Education

UNC leader looks back on her tenure at the one-year mark

A year ago, when Margaret Spellings arrived from Texas to become president of the UNC system, protesters at the Chapel Hill campus had a welcome rally that wasn’t very welcoming.

Early on, demonstrators yelled outside board meetings and occasionally showed up when she toured the 17 campuses. Now, a year later, Spellings seems to have quieted some of her critics, who feared a move toward “privatization” in higher education and questioned her commitment to LGBTQ issues and her past service on for-profit education boards.

“I think I’ve won some of them over, at least by my wanderings around in the farmers market and around town,” she said in an interview at her office Wednesday on the occasion of her one-year anniversary. “I hope so. I’ve tried hard to dispel some of the myths about me and to work hard to be a great advocate for this wonderful institution. I’ll leave that to others to determine, but it feels comfortable to me now.”

Spellings, the former U.S. education secretary under Republican President George W. Bush, spent her first year getting to know North Carolina, its people and the public campuses that serve 220,000 students. She is leading one of the state’s most treasured assets, a complex institution with a $9 billion annual budget, at a time when technology and demographics are shifting the higher education landscape.

She also had a major distraction from the get go – HB2, the law that has mired the state in legal and political turmoil and led to boycotts from major athletic tournaments. UNC has been sued over the law that limits local anti-discrimination protections and requires that transgender people use bathrooms that correspond to their gender at birth.

Spellings said she’d like to see a deal on HB2. “I would hope and would support the legislature restoring our ability to host athletic conferences and the various other things that happened prior to the enactment of House Bill 2,” she said. “As I’ve said many times, we’ve been caught in the middle between federal laws and policies and state laws. We’re good public servants who just want a resolution to this, while maintaining our strong, strong commitment to a very diverse student body that’s frankly very reflective of the population of North Carolina.”

She expects now to turn her attention to implementing the UNC Board of Governors’ newly adopted strategic plan, which aims to increase low-income and rural students, while improving graduation rates and producing more graduates in high-need fields such as health care professions. She’s been seen in the halls of the legislature in recent weeks, shaking hands with lawmakers and occasionally tweeting photos of her meetings with them.
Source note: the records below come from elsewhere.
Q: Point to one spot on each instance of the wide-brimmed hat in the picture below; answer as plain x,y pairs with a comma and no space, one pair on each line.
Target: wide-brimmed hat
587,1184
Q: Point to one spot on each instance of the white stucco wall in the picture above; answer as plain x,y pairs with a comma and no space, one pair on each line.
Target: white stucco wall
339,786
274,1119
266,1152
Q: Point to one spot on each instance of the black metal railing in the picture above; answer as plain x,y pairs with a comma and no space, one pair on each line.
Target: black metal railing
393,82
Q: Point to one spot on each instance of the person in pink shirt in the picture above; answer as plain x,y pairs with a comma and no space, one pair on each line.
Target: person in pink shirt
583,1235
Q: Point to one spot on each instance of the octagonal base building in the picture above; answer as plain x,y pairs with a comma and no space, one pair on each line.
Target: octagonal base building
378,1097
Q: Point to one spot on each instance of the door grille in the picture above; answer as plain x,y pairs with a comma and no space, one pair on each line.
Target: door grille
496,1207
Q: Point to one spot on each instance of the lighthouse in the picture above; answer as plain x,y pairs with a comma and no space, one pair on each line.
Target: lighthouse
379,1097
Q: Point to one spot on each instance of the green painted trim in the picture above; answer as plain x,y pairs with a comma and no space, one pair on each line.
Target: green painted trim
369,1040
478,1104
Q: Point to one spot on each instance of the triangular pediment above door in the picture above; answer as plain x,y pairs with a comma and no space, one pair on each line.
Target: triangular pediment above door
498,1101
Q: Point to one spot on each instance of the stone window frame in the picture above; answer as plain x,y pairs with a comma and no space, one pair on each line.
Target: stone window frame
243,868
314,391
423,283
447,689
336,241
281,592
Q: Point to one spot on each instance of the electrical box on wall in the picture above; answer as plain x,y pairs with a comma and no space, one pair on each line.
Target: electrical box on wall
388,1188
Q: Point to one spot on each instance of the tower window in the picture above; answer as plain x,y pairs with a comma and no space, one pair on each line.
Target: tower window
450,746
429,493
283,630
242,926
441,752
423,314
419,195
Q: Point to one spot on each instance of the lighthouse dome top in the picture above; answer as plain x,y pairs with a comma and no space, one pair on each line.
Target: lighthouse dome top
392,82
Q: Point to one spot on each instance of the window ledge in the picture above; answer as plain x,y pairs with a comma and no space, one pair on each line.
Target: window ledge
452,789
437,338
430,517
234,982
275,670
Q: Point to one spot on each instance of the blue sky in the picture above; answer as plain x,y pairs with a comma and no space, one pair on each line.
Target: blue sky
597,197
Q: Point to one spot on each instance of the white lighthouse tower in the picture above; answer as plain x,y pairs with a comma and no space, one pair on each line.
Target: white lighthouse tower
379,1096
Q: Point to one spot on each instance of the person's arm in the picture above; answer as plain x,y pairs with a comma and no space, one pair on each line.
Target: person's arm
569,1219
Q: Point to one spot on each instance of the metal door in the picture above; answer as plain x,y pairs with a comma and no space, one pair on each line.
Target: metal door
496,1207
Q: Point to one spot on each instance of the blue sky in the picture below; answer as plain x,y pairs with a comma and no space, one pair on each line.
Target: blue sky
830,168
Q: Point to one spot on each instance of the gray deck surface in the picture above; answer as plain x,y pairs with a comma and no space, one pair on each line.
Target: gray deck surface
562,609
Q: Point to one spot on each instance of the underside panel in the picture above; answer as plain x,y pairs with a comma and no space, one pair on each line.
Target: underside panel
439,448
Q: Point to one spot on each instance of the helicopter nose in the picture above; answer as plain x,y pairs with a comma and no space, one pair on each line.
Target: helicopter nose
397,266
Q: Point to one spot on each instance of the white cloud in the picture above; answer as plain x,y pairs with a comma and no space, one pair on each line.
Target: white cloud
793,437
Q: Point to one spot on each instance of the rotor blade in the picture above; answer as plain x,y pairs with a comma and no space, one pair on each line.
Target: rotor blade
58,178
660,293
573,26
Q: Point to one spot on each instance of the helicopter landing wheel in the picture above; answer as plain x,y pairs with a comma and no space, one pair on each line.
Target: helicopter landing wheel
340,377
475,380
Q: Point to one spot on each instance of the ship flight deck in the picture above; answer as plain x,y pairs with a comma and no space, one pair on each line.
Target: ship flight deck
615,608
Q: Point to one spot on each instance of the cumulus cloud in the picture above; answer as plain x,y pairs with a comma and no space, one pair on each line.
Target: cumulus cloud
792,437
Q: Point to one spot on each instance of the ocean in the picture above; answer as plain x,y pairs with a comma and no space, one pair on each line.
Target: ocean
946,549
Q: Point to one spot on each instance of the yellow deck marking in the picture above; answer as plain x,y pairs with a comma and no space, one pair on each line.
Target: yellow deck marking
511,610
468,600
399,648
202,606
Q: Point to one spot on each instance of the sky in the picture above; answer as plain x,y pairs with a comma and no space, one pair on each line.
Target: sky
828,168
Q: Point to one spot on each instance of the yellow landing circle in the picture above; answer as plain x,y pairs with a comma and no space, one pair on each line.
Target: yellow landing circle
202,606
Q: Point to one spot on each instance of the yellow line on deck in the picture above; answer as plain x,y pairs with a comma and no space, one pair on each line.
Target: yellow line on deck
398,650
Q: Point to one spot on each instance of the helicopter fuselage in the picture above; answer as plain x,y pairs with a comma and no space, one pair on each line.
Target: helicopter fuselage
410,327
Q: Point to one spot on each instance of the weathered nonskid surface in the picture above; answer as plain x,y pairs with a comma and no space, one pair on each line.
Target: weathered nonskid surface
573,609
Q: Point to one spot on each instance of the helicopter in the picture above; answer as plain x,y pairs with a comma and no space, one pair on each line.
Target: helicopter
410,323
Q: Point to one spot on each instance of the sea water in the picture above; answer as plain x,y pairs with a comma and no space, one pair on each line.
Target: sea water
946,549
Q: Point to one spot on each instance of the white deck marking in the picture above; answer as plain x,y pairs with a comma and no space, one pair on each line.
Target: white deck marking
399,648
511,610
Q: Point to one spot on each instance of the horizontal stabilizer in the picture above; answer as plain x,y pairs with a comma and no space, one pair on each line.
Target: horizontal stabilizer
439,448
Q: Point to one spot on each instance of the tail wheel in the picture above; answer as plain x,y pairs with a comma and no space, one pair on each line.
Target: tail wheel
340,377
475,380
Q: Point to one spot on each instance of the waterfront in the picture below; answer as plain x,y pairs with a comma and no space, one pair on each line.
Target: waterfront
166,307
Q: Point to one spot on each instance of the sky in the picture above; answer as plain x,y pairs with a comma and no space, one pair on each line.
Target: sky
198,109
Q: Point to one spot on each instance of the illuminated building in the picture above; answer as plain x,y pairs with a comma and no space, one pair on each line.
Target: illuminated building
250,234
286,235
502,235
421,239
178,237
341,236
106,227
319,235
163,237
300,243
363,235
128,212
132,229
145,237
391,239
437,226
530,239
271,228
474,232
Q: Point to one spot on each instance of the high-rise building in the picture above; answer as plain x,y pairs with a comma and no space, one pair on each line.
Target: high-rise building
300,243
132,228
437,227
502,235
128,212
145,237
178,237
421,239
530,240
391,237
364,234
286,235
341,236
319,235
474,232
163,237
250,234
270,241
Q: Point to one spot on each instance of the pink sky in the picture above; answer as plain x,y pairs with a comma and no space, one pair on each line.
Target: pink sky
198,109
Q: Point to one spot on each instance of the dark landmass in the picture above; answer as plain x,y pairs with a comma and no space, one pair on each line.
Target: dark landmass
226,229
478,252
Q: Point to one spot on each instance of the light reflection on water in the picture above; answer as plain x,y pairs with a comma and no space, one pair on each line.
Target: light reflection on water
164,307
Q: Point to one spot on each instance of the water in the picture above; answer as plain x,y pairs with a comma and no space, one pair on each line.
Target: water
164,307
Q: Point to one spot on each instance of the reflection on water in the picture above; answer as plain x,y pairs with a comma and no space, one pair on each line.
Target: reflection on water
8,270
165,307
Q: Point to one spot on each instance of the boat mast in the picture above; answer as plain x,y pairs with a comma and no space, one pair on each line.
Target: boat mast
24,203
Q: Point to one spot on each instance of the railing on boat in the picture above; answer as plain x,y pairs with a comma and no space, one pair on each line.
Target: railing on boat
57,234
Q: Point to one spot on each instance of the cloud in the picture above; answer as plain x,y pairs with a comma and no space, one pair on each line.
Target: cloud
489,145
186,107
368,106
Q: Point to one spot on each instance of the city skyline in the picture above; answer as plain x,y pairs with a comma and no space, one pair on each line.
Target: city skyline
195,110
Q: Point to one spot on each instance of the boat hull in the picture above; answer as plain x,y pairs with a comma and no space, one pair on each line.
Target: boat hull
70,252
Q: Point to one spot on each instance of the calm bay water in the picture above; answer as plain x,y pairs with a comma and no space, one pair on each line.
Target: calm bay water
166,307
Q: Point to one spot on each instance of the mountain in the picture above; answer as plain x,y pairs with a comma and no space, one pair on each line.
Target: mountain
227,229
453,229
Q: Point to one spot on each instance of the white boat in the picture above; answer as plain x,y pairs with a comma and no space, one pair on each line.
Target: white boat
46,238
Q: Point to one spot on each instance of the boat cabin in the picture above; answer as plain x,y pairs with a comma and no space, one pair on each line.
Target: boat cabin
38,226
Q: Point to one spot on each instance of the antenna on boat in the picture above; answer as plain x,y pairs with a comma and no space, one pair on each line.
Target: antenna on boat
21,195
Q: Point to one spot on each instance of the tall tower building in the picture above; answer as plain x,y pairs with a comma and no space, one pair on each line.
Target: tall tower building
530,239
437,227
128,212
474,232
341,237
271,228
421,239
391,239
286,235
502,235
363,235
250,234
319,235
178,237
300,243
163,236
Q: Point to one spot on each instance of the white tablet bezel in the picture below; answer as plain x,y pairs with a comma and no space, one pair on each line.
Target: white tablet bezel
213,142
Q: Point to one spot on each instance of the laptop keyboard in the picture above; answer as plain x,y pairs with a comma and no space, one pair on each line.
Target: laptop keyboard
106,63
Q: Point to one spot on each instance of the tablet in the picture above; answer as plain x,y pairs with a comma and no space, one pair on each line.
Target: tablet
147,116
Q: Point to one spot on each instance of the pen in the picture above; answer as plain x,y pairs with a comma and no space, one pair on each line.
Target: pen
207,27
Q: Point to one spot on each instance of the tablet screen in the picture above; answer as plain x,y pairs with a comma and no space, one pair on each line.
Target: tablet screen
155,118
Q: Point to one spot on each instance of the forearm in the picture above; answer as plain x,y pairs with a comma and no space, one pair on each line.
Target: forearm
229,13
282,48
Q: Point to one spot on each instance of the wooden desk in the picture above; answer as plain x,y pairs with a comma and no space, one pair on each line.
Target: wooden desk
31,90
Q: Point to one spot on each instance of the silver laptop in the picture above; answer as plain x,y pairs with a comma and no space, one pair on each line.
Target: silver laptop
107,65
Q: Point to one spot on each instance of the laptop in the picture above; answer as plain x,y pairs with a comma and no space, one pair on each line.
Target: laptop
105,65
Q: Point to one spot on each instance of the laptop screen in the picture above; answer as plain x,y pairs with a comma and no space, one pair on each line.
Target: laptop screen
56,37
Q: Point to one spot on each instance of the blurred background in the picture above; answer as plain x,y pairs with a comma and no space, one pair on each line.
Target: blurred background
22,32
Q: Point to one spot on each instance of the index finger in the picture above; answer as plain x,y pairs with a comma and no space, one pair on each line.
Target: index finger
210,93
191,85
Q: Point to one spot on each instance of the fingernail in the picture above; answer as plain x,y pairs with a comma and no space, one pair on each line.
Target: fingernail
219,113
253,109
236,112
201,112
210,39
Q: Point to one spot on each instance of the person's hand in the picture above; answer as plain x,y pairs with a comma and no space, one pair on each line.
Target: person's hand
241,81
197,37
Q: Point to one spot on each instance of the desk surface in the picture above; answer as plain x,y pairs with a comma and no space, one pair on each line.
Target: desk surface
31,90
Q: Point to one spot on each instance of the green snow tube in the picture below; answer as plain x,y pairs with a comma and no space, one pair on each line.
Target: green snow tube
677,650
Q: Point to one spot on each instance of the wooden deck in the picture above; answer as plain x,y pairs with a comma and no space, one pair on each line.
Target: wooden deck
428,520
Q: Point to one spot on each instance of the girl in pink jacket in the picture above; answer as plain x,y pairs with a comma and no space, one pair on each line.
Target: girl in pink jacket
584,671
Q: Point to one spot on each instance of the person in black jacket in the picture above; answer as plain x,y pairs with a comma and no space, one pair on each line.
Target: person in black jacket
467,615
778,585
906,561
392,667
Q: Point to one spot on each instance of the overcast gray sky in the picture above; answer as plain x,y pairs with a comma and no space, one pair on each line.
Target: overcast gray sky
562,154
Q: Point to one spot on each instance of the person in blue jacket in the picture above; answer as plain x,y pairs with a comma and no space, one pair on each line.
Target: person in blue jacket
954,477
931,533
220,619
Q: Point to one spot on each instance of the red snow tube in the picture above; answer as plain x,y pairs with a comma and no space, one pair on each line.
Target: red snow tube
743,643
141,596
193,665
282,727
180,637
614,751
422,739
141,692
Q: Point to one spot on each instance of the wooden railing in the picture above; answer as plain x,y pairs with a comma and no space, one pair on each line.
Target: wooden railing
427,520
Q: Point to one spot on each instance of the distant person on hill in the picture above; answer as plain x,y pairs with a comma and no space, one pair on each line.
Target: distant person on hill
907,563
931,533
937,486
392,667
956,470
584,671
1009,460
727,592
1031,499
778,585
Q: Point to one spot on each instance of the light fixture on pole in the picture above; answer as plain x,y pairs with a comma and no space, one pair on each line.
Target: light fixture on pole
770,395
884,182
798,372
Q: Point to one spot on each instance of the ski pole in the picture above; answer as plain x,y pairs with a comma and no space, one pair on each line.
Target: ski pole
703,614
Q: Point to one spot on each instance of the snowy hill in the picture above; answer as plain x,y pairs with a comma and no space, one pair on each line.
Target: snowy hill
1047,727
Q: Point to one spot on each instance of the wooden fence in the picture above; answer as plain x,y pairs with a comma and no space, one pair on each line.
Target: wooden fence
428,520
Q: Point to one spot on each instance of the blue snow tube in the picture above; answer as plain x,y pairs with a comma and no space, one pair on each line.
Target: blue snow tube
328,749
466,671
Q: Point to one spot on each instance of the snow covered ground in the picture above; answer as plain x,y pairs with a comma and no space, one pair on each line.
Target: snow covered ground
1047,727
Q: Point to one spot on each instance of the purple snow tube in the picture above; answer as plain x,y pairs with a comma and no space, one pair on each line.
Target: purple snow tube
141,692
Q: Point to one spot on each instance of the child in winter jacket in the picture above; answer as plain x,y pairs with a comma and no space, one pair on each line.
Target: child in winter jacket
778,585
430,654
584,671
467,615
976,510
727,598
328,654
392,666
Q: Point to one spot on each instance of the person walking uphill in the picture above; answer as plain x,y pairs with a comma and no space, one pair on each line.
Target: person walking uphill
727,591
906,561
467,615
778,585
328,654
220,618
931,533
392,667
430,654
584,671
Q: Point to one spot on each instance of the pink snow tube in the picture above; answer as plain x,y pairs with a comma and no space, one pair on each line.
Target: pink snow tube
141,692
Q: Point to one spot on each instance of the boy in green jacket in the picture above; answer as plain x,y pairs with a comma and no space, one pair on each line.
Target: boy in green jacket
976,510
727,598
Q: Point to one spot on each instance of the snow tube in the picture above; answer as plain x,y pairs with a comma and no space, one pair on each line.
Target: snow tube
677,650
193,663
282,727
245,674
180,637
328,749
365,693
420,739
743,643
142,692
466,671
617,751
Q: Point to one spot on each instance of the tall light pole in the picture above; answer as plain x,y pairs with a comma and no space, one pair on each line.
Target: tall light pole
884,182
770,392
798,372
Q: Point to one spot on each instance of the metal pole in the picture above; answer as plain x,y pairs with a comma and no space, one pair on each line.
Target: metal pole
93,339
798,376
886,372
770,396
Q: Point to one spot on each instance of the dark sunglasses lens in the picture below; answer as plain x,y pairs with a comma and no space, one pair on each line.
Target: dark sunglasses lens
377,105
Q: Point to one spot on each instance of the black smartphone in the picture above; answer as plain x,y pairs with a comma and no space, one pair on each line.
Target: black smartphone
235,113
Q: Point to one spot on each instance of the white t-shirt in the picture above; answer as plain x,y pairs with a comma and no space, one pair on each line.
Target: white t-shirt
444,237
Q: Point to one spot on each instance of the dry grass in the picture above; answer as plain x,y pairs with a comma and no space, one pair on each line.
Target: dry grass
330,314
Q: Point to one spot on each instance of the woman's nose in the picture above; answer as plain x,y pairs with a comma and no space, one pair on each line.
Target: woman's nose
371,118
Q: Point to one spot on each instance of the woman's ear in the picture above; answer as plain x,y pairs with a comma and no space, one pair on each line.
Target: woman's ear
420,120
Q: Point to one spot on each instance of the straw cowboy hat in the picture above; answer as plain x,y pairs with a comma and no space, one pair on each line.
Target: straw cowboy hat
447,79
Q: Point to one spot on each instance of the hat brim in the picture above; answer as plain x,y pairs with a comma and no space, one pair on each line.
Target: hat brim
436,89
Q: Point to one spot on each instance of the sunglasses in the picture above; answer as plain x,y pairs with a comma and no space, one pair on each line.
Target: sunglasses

In the past year, the legislature has driven the major changes in public higher education, including the N.C. Promise plan that sets tuition at $500 a semester for in-state students and $2,500 for out-of-state students at three UNC campuses – Elizabeth City State, UNC Pembroke and Western Carolina University. Spellings said she supports that plan because it will improve affordability for many North Carolina families. “This is going to be a terrific value for our citizens,” she said, “but also a terrific education.”

While she applauded lawmakers for the action and for the accompanying new funding, legislative involvement has caused angst for others. A systemwide group, the Faculty Assembly, recently contacted the university’s accrediting agency to report “serious concerns about the implications” of legislative and board actions that could undermine and interfere with the authority of the president and campus leaders. The tuition plan was cited, as was the 2015 decision by the board to close three university centers and institutes – an action that many viewed as a threat to academic freedom.

This week, the board will discuss another controversial idea – banning the UNC law school’s Center for Civil Rights from filing lawsuits. Spellings was careful not to take a stance on the question Wednesday. “We need to learn more,” she said.

Another thing on the board’s agenda this week: a performance review of the president.